Connor v. S. Cal. Motor Rd. Co.

Haynes, C.—

Appeal from judgment and an order denying defendant’s motion for a new trial.

It is conceded by appellant that the appeal from the judgment cannot be considered, because taken too late; and respondent contends that the appeal from the order denying a new trial cannot be considered upon its merits, because the statement was not settled within the time required by subdivision 3 of section 659 of the Code of Civil Procedure.

Appellant’s counsel did not notice the question in their opening brief, and, as no reply brief has been filed, we are without the benefit of any suggestions from them.

The statement contains the following:

“It is agreed that the statement on motion for a new trial herein was served August 17, 1891, and that the proposed amendments thereto were served in April, 1892; and that neither the proposed statement nor amendments thereto were ever presented to the judge prior to this date, and that they have never been filed with the clerk of this court.
“ Plaintiff objects to a settlement of the proposed statement, on the ground that the moving party in this case has not complied with subdivision 3, section 659, of the Code of Civil Procedure, in that he did not, within ten days after the service of the amendments, present the same to the judge who tried the case for settlement, nor to the clerk of the court for the judge, and failed and refused to adopt said amendments, or to present said proposed statement to the clerk of the court for the judge prior to this day.” (November 28, 1892.)

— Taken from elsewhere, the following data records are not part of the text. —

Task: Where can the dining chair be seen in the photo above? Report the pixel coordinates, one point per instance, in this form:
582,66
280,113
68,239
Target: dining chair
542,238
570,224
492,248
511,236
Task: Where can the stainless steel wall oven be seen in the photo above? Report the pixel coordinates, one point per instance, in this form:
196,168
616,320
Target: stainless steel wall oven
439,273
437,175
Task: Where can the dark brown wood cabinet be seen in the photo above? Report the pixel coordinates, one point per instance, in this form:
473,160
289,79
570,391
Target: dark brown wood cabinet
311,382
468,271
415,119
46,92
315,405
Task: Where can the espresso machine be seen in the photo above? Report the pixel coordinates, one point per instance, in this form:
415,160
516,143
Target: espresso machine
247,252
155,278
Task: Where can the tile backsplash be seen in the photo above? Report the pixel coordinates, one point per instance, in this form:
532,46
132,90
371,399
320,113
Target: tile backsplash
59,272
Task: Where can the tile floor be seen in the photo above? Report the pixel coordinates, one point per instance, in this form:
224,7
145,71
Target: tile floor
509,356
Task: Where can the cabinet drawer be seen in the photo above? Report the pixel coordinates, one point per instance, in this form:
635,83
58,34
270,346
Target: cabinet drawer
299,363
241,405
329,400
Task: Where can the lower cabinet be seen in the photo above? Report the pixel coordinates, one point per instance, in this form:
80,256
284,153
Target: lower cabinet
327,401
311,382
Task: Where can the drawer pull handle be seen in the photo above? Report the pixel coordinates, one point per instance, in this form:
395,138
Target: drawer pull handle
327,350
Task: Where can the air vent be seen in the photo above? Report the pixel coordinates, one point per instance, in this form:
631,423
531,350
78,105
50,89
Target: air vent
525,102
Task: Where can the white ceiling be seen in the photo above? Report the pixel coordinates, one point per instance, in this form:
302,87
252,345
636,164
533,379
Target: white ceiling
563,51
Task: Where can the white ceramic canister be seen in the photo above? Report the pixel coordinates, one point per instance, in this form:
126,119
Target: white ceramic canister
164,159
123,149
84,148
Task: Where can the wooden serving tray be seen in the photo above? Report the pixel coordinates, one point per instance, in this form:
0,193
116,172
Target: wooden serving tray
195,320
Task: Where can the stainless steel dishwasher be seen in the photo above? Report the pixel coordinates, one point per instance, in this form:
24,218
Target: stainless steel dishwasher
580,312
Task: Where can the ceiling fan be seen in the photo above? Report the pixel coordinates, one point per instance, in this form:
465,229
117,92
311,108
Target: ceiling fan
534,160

The objection to the settlement of the statement was overruled, and plaintiff excepted, and the statement was thereupon settled.

*431The delay of seven months in presenting the statement and amendments to the judge for settlement is wholly unexplained. The settlement having been objected to on the ground that it was too late, “it became the duty of appellant to incorporate in the bill (statement) the matter, if any, going to excuse his apparent delay; otherwise, the exceptions, though settled, cannot be considered here.” (Higgins v. Mahoney, 50 Cal. 444.)

In Tregambo v. Comanche etc. Co., 57 Cal. 503, it was said: “If a statute absolutely fixes the time within which an act must be done it is peremptory. The act cannot be done at any other time, unless during the existence of the prescribed time it has been extended by an order made for that purpose under authority of law.” This language was used in relation to the time within which a bill of exceptions might be. taken under the statute, and is therefore applicable here. To hold that the statement may be settled when no steps were taken until after the expiration of the ten days, the time for doing so not having been extended, and respondent objecting thereto, would be a judicial abrogation of the statute. (See, also, Wills v. Rhen Kong, 70 Cal. 548.)

The statement must therefore be disregarded.

The judgment and order appealed from should be affirmed.

Vanclief, C.,.and Belcher, C., concurred.

For the reasons given in the foregoing opinion the judgment and order appealed from are affirmed.

GrAROUTTE, J., HARRISON, J., PATERSON, J.